Talking Points: Public Art and the Challenge of Evaluation

Posted by Katherine Gressel, May 17, 2012


Katherine Gressel

Katherine Gressel

The Challenge of Evaluation

In the Fall/Winter 2011 issue of Public Art Review, Jack Becker writes, “There is a dearth of research efforts focusing on public art and its impact. The evidence is mostly anecdotal. Some attempts have focused specifically on economic impact, but this doesn’t tell the whole story, or even the most important stories.”

Becker’s statement gets at some of the main challenges in measuring the impact of a work of public art—a task which more often than not provokes grumbling from public art administrators. Unlike museums or performance spaces, public art traditionally doesn’t sell tickets, or attract “audiences” who can easily be counted, surveyed, or educated.

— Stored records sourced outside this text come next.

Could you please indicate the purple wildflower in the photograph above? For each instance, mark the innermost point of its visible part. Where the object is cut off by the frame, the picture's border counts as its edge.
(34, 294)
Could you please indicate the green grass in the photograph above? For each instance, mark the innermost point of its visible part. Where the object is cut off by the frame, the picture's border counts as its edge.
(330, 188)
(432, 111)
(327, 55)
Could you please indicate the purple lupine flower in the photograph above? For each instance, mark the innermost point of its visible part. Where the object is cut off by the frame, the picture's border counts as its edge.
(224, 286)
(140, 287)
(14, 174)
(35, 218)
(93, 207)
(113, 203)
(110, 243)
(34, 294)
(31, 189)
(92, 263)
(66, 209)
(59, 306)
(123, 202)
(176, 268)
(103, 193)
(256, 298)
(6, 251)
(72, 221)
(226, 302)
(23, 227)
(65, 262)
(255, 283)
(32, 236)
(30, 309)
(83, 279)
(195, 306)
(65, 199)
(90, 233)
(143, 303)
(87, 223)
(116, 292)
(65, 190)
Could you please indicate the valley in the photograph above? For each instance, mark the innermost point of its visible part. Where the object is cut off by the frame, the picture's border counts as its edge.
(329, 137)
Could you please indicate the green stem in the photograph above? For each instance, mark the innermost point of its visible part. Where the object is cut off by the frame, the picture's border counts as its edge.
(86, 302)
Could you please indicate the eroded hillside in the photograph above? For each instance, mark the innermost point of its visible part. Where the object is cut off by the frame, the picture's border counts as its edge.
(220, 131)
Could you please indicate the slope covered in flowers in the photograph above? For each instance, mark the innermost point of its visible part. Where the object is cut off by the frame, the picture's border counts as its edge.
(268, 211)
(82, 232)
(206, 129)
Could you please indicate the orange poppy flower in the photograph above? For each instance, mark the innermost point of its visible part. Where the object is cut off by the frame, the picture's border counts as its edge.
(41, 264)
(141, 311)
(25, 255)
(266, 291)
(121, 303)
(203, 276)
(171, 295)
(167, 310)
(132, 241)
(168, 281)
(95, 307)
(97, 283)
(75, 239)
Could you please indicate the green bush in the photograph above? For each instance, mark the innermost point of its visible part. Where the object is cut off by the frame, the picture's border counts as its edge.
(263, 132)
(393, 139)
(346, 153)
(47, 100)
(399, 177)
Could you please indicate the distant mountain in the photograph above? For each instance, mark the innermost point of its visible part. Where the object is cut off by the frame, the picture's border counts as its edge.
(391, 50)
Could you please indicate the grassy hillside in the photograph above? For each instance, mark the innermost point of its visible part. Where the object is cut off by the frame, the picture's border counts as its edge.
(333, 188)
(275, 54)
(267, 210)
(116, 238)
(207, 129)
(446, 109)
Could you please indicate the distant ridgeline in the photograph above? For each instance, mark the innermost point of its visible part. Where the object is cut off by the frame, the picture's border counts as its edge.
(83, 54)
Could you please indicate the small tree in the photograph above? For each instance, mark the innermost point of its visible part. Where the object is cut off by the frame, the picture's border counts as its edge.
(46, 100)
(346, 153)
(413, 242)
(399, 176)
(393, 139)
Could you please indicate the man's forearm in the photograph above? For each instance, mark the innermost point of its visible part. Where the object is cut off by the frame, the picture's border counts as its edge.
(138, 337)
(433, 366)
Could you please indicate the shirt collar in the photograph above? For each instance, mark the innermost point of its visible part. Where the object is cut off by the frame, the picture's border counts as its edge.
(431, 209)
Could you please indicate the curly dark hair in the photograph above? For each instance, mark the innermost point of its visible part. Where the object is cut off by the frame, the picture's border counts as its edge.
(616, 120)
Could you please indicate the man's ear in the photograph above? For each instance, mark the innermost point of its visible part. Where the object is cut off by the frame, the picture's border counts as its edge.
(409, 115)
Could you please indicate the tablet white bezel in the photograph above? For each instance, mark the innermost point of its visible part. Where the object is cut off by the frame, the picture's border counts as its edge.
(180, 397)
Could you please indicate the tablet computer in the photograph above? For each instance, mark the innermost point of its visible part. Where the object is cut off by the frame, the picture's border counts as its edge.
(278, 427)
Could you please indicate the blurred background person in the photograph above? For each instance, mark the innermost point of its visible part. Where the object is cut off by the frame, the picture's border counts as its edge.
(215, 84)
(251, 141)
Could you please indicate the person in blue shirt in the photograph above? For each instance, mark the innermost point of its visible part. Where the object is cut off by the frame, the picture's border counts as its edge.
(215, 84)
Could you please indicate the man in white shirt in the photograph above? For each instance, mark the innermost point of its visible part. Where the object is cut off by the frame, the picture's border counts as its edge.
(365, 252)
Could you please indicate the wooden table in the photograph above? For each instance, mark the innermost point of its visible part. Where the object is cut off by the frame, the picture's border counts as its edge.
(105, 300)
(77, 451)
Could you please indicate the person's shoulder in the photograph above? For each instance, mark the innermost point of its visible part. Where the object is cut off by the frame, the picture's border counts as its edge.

A public artwork’s role in economic revitalization is difficult to separate from that of its overall surroundings. And as Becker suggests, economic indicators of success may leave out important factors like the intrinsic benefits of experiencing art in one’s everyday life.

However, public art administrators generally agree that some type of evaluation is key in not only making a case for support from funders, but in building a successful program.

Is there a reliable framework that can be the basis of all good public art evaluation? And what are some simple yet effective evaluation methods that most organizations can implement?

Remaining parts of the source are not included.